# [Wet Thumb Forum]-Bought my pressurized system



## Ryan Wright (Feb 4, 2003)

FYI, just wanted to let you know that I have purchased my setup, and items are on the way. I bought the regulator combo unit from Custom Aquatic that spihunter mentioned on the old board (http://www.aquabotanic.com/boards/viewtopic.php?p=22762#22762).

Thank you to everyone who provided assistance.

-Ryan


----------



## Ryan Wright (Feb 4, 2003)

FYI, just wanted to let you know that I have purchased my setup, and items are on the way. I bought the regulator combo unit from Custom Aquatic that spihunter mentioned on the old board (http://www.aquabotanic.com/boards/viewtopic.php?p=22762#22762).

Thank you to everyone who provided assistance.

-Ryan


----------



## Doomer (Feb 2, 2003)

Cool.







Let us know how the regulator works out. I've heard both good and bad about.


----------



## spihunter (Feb 1, 2003)

Ryan,

When you put the regulator on the tank make sure that the solenoid is pluged in and the black knob on the front is loose. When I first got mine I just stuck it on the cylinder and turned it on (like an idiot). I called the custom aquatic tech support and they got me stright.


----------



## Ryan Wright (Feb 4, 2003)

Thanks for the info, Paul. I've purchased a tank and found a place to fill it (see "Where to buy & fill CO2 tanks??"), and only have a couple more questions:

1. What do the gauges measure? What sort of information can I glean from them? How do I tell when the tank is empty?
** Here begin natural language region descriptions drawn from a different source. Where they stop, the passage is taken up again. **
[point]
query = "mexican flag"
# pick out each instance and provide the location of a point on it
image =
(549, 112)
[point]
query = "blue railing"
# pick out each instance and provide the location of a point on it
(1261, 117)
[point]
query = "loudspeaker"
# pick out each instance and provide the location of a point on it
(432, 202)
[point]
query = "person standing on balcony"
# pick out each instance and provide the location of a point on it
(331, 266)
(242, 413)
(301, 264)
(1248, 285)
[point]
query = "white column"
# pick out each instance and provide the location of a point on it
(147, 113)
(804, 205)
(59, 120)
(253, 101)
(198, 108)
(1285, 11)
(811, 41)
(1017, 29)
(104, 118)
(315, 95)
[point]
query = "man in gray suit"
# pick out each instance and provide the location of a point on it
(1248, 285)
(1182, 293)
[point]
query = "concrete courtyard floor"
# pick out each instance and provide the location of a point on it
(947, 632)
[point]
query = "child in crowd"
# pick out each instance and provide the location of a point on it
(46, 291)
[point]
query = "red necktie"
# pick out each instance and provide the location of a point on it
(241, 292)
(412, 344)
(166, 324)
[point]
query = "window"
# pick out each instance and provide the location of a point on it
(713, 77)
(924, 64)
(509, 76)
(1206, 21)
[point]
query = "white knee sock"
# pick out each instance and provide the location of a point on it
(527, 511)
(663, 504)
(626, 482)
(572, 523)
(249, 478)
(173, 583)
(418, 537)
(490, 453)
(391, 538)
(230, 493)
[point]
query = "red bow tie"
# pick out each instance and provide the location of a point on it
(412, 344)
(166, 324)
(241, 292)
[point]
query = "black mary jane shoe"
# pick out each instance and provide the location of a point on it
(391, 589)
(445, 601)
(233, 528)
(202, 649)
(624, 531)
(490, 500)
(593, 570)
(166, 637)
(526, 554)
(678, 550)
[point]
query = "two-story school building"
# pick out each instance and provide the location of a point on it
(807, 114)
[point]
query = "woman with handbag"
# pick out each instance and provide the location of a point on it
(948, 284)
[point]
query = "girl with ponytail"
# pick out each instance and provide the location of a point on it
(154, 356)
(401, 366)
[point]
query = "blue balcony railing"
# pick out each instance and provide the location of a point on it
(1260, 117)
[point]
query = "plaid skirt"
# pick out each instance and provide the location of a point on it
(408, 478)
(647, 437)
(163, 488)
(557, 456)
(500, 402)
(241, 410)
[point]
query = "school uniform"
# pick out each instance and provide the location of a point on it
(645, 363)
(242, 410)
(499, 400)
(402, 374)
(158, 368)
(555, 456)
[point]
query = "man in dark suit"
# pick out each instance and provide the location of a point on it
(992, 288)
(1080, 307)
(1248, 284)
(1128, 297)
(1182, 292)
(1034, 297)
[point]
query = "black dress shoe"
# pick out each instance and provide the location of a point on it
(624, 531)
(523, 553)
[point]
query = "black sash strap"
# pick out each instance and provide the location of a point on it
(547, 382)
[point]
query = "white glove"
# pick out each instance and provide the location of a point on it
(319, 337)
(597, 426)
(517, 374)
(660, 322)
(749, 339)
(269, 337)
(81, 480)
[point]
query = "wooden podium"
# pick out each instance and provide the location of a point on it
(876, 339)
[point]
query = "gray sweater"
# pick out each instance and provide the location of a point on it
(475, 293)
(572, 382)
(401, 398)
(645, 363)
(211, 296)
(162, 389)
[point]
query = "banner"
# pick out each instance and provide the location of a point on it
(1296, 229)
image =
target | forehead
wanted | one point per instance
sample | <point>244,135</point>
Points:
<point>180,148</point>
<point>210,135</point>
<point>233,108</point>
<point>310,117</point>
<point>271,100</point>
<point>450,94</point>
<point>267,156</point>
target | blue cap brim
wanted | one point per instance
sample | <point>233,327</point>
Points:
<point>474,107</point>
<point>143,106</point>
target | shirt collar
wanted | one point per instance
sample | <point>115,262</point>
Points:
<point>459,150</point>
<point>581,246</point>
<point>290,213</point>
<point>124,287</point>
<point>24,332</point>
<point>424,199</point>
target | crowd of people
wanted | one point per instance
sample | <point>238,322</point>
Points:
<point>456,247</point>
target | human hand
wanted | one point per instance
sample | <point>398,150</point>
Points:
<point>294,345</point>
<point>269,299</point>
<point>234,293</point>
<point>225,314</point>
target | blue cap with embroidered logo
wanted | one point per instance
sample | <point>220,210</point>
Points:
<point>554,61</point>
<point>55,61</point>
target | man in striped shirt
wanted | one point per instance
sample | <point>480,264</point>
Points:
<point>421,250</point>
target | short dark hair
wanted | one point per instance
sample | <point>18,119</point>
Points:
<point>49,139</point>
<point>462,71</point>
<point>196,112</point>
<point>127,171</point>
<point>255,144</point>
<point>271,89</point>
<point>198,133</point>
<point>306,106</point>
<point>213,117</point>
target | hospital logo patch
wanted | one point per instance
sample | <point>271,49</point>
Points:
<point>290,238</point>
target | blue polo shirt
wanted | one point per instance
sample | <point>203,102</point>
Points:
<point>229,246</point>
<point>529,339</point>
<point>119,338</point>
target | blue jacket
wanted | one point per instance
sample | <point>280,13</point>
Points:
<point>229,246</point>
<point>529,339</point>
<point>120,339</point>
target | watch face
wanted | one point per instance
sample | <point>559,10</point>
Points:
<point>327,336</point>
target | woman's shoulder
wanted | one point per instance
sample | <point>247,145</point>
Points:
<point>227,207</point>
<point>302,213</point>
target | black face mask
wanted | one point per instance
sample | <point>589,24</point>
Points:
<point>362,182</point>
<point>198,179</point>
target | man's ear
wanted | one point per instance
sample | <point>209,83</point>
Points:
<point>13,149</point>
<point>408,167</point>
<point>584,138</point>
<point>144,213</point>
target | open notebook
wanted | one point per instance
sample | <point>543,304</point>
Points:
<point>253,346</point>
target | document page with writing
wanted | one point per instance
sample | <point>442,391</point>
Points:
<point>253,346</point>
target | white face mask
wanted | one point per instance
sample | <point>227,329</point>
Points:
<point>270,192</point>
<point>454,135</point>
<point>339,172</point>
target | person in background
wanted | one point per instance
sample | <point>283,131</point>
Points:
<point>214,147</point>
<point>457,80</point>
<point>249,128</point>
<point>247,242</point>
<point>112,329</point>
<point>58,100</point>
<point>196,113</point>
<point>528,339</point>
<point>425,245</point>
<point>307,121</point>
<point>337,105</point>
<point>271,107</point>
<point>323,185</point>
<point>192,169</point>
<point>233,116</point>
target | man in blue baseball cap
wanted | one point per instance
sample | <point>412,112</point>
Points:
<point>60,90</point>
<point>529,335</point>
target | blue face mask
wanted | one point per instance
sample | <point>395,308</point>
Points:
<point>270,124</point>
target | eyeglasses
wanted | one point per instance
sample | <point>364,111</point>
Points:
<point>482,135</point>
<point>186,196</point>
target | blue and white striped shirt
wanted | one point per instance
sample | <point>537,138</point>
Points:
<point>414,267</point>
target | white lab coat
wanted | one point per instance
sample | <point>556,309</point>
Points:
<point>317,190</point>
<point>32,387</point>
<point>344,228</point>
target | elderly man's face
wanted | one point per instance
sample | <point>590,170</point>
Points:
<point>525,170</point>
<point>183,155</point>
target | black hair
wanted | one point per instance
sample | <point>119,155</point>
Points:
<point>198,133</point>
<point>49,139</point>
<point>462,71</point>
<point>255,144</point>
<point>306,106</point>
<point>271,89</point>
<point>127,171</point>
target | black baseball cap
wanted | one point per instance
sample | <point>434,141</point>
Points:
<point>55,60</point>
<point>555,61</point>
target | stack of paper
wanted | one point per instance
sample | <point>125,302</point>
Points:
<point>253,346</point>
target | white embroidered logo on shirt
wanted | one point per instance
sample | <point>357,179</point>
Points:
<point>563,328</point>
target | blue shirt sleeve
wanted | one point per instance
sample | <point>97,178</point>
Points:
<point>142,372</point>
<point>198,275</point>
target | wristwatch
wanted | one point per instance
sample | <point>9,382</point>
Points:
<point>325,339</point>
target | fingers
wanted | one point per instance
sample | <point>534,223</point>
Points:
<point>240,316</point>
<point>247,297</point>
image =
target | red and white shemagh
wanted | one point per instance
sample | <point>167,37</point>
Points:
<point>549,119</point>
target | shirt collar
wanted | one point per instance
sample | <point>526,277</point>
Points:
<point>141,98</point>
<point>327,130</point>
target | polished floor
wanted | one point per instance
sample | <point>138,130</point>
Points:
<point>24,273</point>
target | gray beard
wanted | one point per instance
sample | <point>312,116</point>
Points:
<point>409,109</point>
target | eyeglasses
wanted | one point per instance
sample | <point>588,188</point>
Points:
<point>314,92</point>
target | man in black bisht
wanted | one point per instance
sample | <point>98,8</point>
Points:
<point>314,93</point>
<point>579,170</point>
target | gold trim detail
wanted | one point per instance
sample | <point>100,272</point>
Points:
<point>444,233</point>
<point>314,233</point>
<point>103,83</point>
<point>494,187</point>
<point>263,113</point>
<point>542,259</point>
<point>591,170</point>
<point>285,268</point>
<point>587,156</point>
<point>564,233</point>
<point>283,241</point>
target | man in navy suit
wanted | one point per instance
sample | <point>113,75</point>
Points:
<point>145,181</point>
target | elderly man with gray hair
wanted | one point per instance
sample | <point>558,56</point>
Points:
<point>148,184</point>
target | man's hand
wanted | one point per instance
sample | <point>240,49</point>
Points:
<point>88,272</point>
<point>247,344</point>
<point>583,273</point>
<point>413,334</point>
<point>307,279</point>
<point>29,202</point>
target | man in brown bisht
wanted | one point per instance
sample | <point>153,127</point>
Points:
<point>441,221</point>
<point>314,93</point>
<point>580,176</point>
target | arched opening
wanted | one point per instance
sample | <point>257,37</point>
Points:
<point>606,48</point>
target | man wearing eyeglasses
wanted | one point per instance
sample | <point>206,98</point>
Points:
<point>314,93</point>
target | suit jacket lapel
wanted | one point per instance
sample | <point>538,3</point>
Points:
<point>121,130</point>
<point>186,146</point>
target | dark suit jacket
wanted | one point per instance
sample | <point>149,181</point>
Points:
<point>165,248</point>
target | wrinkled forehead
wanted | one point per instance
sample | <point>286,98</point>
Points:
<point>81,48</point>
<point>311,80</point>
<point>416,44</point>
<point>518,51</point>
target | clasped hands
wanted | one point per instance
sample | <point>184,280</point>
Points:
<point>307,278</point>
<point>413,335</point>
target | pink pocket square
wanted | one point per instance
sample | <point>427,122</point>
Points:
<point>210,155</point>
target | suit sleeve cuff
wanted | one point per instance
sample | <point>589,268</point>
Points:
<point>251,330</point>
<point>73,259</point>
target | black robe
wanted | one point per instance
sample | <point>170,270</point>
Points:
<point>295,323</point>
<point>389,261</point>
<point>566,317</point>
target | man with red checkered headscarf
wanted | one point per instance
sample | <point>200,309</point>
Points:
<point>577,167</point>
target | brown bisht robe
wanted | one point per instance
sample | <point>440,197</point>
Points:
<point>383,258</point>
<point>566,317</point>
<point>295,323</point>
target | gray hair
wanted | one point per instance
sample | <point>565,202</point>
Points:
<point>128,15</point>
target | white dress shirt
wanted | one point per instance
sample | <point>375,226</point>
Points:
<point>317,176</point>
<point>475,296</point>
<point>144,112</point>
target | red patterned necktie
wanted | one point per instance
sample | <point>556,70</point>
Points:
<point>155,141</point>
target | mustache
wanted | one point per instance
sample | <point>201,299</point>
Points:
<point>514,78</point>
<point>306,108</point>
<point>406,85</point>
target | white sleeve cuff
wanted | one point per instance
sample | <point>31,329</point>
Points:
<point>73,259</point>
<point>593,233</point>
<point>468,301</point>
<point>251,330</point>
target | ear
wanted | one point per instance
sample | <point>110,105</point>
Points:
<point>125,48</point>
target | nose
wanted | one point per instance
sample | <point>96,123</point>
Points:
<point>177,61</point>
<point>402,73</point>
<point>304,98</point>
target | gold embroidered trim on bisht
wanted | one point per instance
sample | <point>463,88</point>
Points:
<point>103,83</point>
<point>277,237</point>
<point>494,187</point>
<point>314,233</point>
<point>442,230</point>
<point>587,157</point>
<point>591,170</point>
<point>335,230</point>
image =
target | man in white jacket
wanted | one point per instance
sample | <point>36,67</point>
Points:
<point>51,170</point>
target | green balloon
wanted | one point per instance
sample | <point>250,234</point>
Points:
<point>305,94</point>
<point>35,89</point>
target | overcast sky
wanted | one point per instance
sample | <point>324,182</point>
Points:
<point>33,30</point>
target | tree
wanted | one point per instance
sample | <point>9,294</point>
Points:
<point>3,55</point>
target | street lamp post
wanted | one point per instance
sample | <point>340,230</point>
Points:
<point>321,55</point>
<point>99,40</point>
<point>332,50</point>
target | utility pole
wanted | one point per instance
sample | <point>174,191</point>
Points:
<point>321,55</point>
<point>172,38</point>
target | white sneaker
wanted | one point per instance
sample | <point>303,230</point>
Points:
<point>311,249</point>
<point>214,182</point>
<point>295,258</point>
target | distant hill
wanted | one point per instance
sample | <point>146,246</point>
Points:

2. Other than trial and error, how do I know how much CO2 to inject? I've got about 100 gallons of water (75 gallon tank, ~25-30 gallons in sump). I figured I'd start with one bubble every second and then work up or down from there. Does this sound good?


----------



## spihunter (Feb 1, 2003)

Hello Ryan,

The left gauge measures the pressure in the
cylinder and the right gauge is the working presure.

For a 75 gallon tank I would start with 1 bubble
every 3 seconds and work up from there.

See my tanks here:
http://www.plantedtank.net/paul25.html
and here:http://www.plantedtank.net/paul75.html
Paul Gallant(formerly spihunter)


----------



## Rex Grigg (Jan 22, 2004)

To know how much CO2 you need to inject you need to call in sick from work. 
1. Turn on the lights, test the pH and let the lights run for about an hour. 
2. Then start the CO2 at a low setting. Wait about 1/2 hour and test your pH, and test your kH. 
3. Check the CO2 chart. If your CO2 levels are not around 20-30 ppm then feed some more gas into the tank and repeat this step till your CO2 levels are good. Then watch the bubble rate and test the tank every couple of hours. If it stays stable you are set.

Semper Fi


----------